I wasn't able to find any evidence of permitted use of new lead plumbing, however; so that one might be straight up banned.

[1] https://www.epa.gov/asbestos/us-federal-bans-asbestos#notban...


I'm more concerned about runaway warming at the moment.


> Any measurements, case studies, or collective data from people suffering from any sort of disease related to plastic pollution?

Plasticizers are endocrine disruptors. Sperms counts have been decreasing world-wide for decades (if you're male, your sperm count is almost certainly significantly lower than your father's), and epidemiologists believe plastics in the environment are the cause.[0]

[0] https://www.gq.com/story/sperm-count-zero


Seems like that might solve the problem then. Lower fertility leading to decrease in population and less pollution. Only being slightly sarcastic.


Has there been any study on how it is, now and actually, harming our health? Any measurements, case studies, or collective data from people suffering from any sort of disease related to plastic pollution?

No.

Note that this does not mean they're safe. It means we don't know if they're safe, or the extent to which they're harmful if they're dangerous. It goes from "we got lucky, it's all going to be fine" to "literally everyone will die from the plastics equivalent of asbestosis in the near future". If that doesn't scare the living shit out of you then you've misunderstood the scale of the problem.
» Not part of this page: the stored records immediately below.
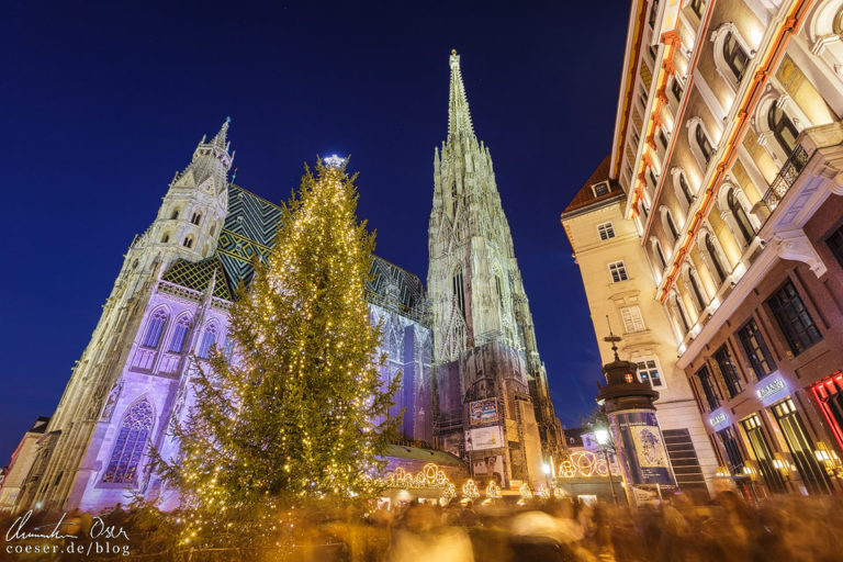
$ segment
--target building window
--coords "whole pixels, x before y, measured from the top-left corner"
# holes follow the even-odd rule
[[[462,314],[462,317],[465,317],[465,289],[462,284],[462,270],[458,270],[457,273],[453,274],[453,278],[451,279],[451,285],[453,289],[453,299],[457,303],[457,308],[460,311],[460,314]]]
[[[787,448],[790,449],[794,462],[809,492],[812,494],[831,493],[825,469],[820,465],[814,457],[813,451],[817,448],[808,438],[808,431],[805,430],[805,425],[799,413],[796,411],[794,401],[787,398],[773,406],[773,415],[776,417],[776,422],[778,422],[778,427],[785,436]]]
[[[769,443],[764,436],[764,428],[757,414],[741,420],[741,425],[743,425],[743,430],[746,431],[752,451],[755,453],[761,475],[764,477],[767,486],[769,486],[771,492],[786,492],[785,481],[773,464],[773,453],[769,450]]]
[[[746,74],[746,67],[750,64],[750,55],[743,49],[743,45],[738,41],[734,33],[729,32],[723,42],[723,58],[731,69],[734,78],[740,82],[743,75]]]
[[[211,353],[211,346],[213,346],[216,342],[216,326],[210,325],[205,328],[205,331],[202,334],[202,341],[199,342],[199,353],[196,353],[201,359],[207,359],[209,355]]]
[[[133,404],[120,424],[111,461],[102,476],[103,482],[130,484],[137,480],[137,464],[151,428],[153,406],[149,401],[143,400]]]
[[[659,374],[659,367],[655,359],[644,359],[638,361],[638,378],[641,382],[649,382],[651,386],[662,385],[662,375]]]
[[[838,259],[838,263],[843,268],[843,226],[834,231],[825,244],[829,245],[829,249]]]
[[[720,378],[729,391],[729,397],[733,398],[743,391],[741,376],[738,374],[738,368],[732,359],[732,353],[726,344],[715,351],[715,367],[720,371]]]
[[[622,261],[615,261],[612,263],[609,263],[609,273],[611,273],[611,280],[615,283],[618,283],[620,281],[626,281],[629,279],[627,277],[627,267],[623,265]]]
[[[738,446],[738,439],[734,438],[734,432],[731,427],[721,429],[717,432],[720,438],[720,442],[723,443],[726,449],[726,456],[729,458],[729,472],[732,474],[741,473],[743,469],[743,456],[741,454],[741,448]]]
[[[673,83],[671,83],[671,92],[673,92],[673,97],[676,98],[676,101],[682,101],[682,83],[674,77]]]
[[[659,240],[655,240],[655,255],[659,256],[659,262],[662,265],[662,269],[667,267],[667,260],[664,258],[664,252],[662,251],[662,245],[659,244]]]
[[[679,231],[676,228],[676,223],[673,222],[673,214],[668,209],[664,211],[664,223],[667,225],[667,232],[671,233],[671,237],[675,240],[679,237]]]
[[[706,395],[709,411],[717,409],[720,406],[720,398],[717,397],[715,381],[711,380],[711,373],[708,370],[708,366],[704,364],[699,371],[697,371],[697,379],[699,379],[699,385],[702,386],[702,393]]]
[[[623,321],[623,331],[627,334],[643,331],[645,329],[644,318],[641,317],[641,308],[638,306],[623,306],[620,310],[620,318]]]
[[[694,201],[694,194],[690,192],[690,186],[688,186],[688,180],[685,179],[685,173],[683,172],[679,172],[679,190],[685,196],[685,201],[690,204]]]
[[[155,311],[149,318],[149,325],[146,327],[146,334],[144,335],[144,341],[140,344],[143,347],[155,349],[158,347],[158,342],[161,340],[161,333],[167,325],[167,312],[162,308]]]
[[[750,322],[738,330],[738,339],[741,340],[741,346],[743,346],[746,359],[755,373],[755,379],[761,380],[776,370],[776,363],[769,355],[769,349],[767,349],[767,344],[761,335],[758,325],[755,324],[755,318],[750,318]]]
[[[651,27],[655,27],[655,18],[659,15],[659,0],[653,0],[653,3],[650,5],[650,18],[648,19],[648,23]]]
[[[717,248],[715,248],[715,241],[711,239],[710,234],[706,234],[706,251],[708,251],[711,258],[711,265],[715,266],[717,282],[722,283],[726,280],[726,271],[723,271],[723,266],[720,263],[720,258],[717,255]]]
[[[746,212],[743,210],[743,205],[738,201],[738,196],[734,193],[734,189],[729,190],[729,194],[726,196],[726,204],[729,206],[729,211],[734,216],[734,222],[738,224],[738,229],[741,232],[741,236],[745,244],[750,244],[755,238],[755,228],[750,223],[750,217],[746,216]]]
[[[596,198],[602,198],[603,195],[609,194],[609,183],[606,181],[597,183],[592,189],[594,190],[594,196]]]
[[[699,151],[702,154],[702,159],[705,160],[706,165],[708,165],[715,154],[715,147],[711,146],[711,142],[708,139],[708,135],[702,130],[702,125],[699,123],[697,123],[697,127],[694,131],[694,138],[697,142]]]
[[[170,346],[167,348],[167,351],[170,353],[181,353],[184,350],[184,341],[188,339],[188,331],[190,331],[190,317],[182,316],[176,321],[176,330],[172,333]]]
[[[597,234],[600,235],[602,240],[608,240],[615,237],[615,228],[611,226],[611,223],[598,224]]]
[[[796,138],[799,136],[796,125],[785,111],[774,103],[767,113],[767,122],[773,136],[778,140],[785,154],[790,154],[796,148]]]
[[[767,303],[795,356],[822,339],[793,282],[785,283]]]

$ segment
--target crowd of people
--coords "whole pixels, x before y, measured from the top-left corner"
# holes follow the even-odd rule
[[[76,524],[79,514],[68,521]],[[677,494],[645,508],[575,498],[488,503],[417,502],[391,509],[311,508],[295,516],[284,548],[167,551],[132,513],[103,514],[131,537],[138,560],[303,562],[817,561],[843,560],[843,509],[833,496],[748,503],[732,492],[694,503]],[[88,517],[87,519],[90,519]],[[81,525],[90,525],[85,516]],[[67,529],[71,530],[71,529]],[[162,550],[164,549],[164,550]],[[0,557],[2,558],[2,557]],[[33,559],[34,560],[34,559]],[[47,559],[38,559],[47,560]],[[49,560],[76,560],[50,558]]]

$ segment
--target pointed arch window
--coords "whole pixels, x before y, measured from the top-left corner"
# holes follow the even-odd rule
[[[196,353],[200,359],[207,359],[211,353],[211,346],[216,344],[216,325],[211,324],[205,327],[205,331],[202,333],[202,340],[199,342],[199,352]]]
[[[130,484],[137,481],[137,465],[151,428],[153,406],[149,401],[144,398],[130,406],[120,424],[111,460],[102,476],[103,482]]]
[[[181,353],[184,350],[184,341],[188,339],[188,333],[190,331],[190,317],[182,316],[176,321],[176,329],[172,331],[172,338],[170,338],[170,345],[167,351],[170,353]]]
[[[694,130],[694,138],[697,142],[697,147],[702,155],[705,164],[708,165],[708,162],[711,161],[711,157],[715,155],[715,147],[711,146],[711,140],[708,139],[708,135],[699,123],[697,123],[697,127]]]
[[[462,317],[465,317],[465,289],[463,286],[462,282],[462,269],[457,269],[457,272],[453,274],[453,278],[451,279],[451,284],[453,286],[453,299],[457,302],[457,308],[460,311],[460,314],[462,314]]]
[[[723,265],[720,263],[720,258],[717,255],[717,248],[715,248],[715,241],[711,239],[710,234],[706,234],[706,250],[711,258],[711,265],[715,266],[718,283],[722,283],[726,280],[726,271],[723,270]]]
[[[767,124],[785,154],[790,155],[796,149],[796,138],[799,136],[799,131],[788,114],[785,113],[785,110],[779,108],[777,103],[771,105],[769,112],[767,112]]]
[[[750,223],[750,217],[746,216],[743,205],[738,201],[738,195],[735,194],[734,189],[729,190],[729,194],[726,198],[726,204],[734,216],[734,222],[738,224],[738,229],[741,232],[744,243],[750,244],[750,241],[755,238],[755,228],[752,227],[752,223]]]
[[[149,324],[146,327],[146,334],[144,334],[144,340],[140,344],[143,347],[155,349],[161,340],[161,333],[167,325],[167,311],[158,308],[149,317]]]

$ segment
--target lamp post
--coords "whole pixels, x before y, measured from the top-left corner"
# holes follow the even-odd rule
[[[609,475],[611,499],[615,502],[615,505],[618,505],[618,495],[615,493],[615,482],[611,480],[611,464],[609,463],[609,456],[606,453],[606,449],[611,447],[611,436],[607,428],[598,427],[594,430],[594,438],[597,439],[597,445],[600,446],[600,450],[603,451],[603,459],[606,461],[606,472]]]

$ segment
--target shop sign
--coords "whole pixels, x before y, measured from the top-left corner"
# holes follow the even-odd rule
[[[469,404],[471,425],[497,424],[497,398],[479,400]]]
[[[772,380],[763,380],[755,386],[755,395],[765,406],[788,395],[787,381],[777,375]]]
[[[722,409],[716,409],[708,416],[708,423],[715,431],[719,431],[729,425],[729,415]]]

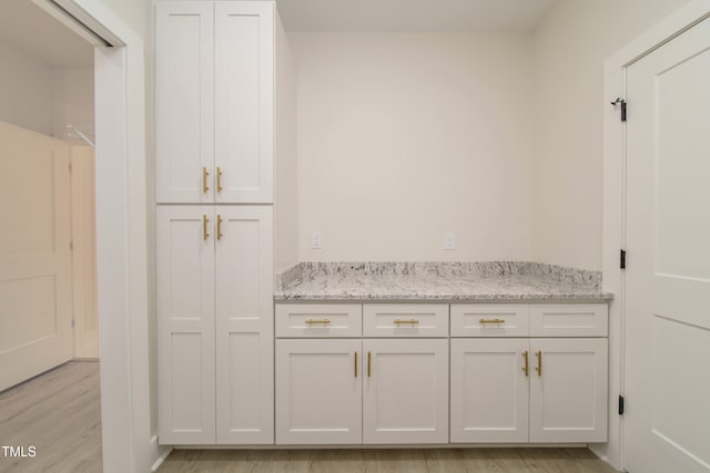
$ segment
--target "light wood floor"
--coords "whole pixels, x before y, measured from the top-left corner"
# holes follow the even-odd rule
[[[174,450],[158,473],[613,473],[587,449]]]
[[[101,472],[99,363],[72,361],[0,393],[0,444],[34,445],[0,472]]]

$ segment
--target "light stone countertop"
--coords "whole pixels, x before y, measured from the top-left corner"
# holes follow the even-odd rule
[[[276,301],[606,301],[601,274],[527,261],[301,263]]]

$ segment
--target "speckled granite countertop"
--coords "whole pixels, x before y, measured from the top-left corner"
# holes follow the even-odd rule
[[[601,273],[525,261],[301,263],[276,301],[609,300]]]

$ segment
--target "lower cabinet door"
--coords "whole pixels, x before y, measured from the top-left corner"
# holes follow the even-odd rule
[[[362,442],[362,341],[276,340],[276,443]]]
[[[267,206],[214,217],[216,443],[274,443],[273,222]]]
[[[607,441],[607,345],[530,340],[530,442]]]
[[[452,442],[528,441],[528,346],[527,339],[452,340]]]
[[[448,339],[363,340],[363,443],[448,442]]]

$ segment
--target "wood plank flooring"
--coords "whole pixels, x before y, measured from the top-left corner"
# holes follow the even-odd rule
[[[0,472],[101,472],[99,363],[69,362],[0,393]],[[175,450],[159,473],[615,473],[587,449]]]
[[[174,450],[158,473],[615,473],[587,449]]]
[[[101,472],[99,389],[99,363],[71,361],[0,393],[0,444],[37,452],[0,450],[0,472]]]

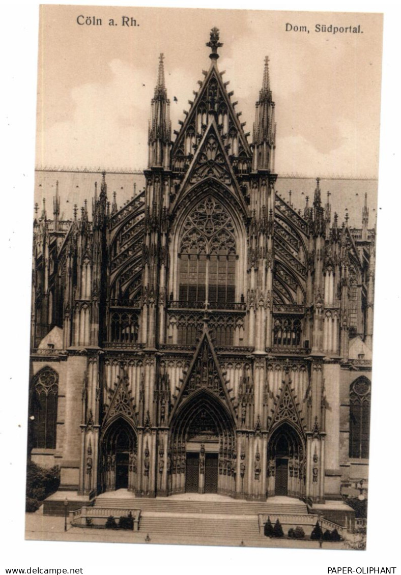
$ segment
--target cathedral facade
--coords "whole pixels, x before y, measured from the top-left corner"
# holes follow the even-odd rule
[[[171,141],[161,56],[144,190],[107,175],[34,223],[29,447],[77,496],[312,503],[366,489],[375,232],[276,191],[268,59],[251,143],[219,32]],[[110,195],[110,194],[109,194]]]

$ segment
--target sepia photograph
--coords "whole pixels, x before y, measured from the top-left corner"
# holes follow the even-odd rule
[[[383,24],[40,6],[26,539],[366,548]]]

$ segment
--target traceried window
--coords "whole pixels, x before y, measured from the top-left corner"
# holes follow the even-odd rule
[[[237,256],[234,224],[213,198],[198,204],[187,218],[179,258],[180,301],[235,302]]]
[[[277,317],[273,329],[274,346],[296,347],[301,340],[301,322],[297,318]]]
[[[349,394],[349,456],[369,457],[371,384],[363,376],[351,384]]]
[[[55,449],[59,376],[44,367],[34,380],[32,397],[32,443],[33,447]]]
[[[139,327],[136,313],[121,313],[117,312],[113,313],[110,328],[112,342],[132,343],[138,340]]]

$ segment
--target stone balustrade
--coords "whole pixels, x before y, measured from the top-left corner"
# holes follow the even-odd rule
[[[104,526],[107,519],[112,515],[118,520],[120,517],[128,517],[129,513],[133,518],[133,530],[139,530],[140,509],[120,509],[118,507],[81,507],[70,512],[70,522],[74,527],[86,527],[86,519],[91,519],[94,526]]]

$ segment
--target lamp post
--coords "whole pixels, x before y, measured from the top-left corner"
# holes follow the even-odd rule
[[[64,500],[64,531],[67,531],[67,510],[68,508],[68,500],[67,499],[67,497],[66,497],[66,499]]]

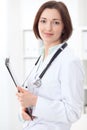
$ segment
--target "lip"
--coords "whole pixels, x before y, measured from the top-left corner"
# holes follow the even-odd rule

This is utterly bizarre. Do you literally believe no epidemiological study of the effects of plastics on human health has occurred?

Googling epidemiological study of the effects of plastics on human health is a decent place to start.

Asking about it here on hn is very definitely not.


Do you literally believe no epidemiological study of the effects of plastics on human health has occurred?

The question was about plastic pollution, and specifically the effect of micro plastic particulates on humans. I couldn't find anything after a cursory search, although to be honest I don't really know what terms I should be searching for.


But the environment is full of particulate matter. To fasten on this stuff as a special threat is, unreasonable? Sensationalist? Unscientific?

Personally I have only so much emotional energy to spend, and I spend it on real issues. Not made-up ones.


In all honesty, you're probably right to not waste (a lot of) energy worrying about it. The best you can do is not use many plastics and advocate for better policies to reduce, reuse, and recycle the plastics are out there, as well as cleanup programs for the huge problems like the macroplastics in the ocean currently.

As for "the environment is full of tons of stuff", microplastics are pretty new to the biosphere, so who knows what we should suspect? Personally I think microplastics are bad at all scales, and it'll just get worse. They weaken individuals, species, and whole ecosystems right as we're delivering them a big punch in the gut with habitat destruction, overfishing, and climate change. Are they what's going to kill the world? Nah, maybe only #4 on the list. Only!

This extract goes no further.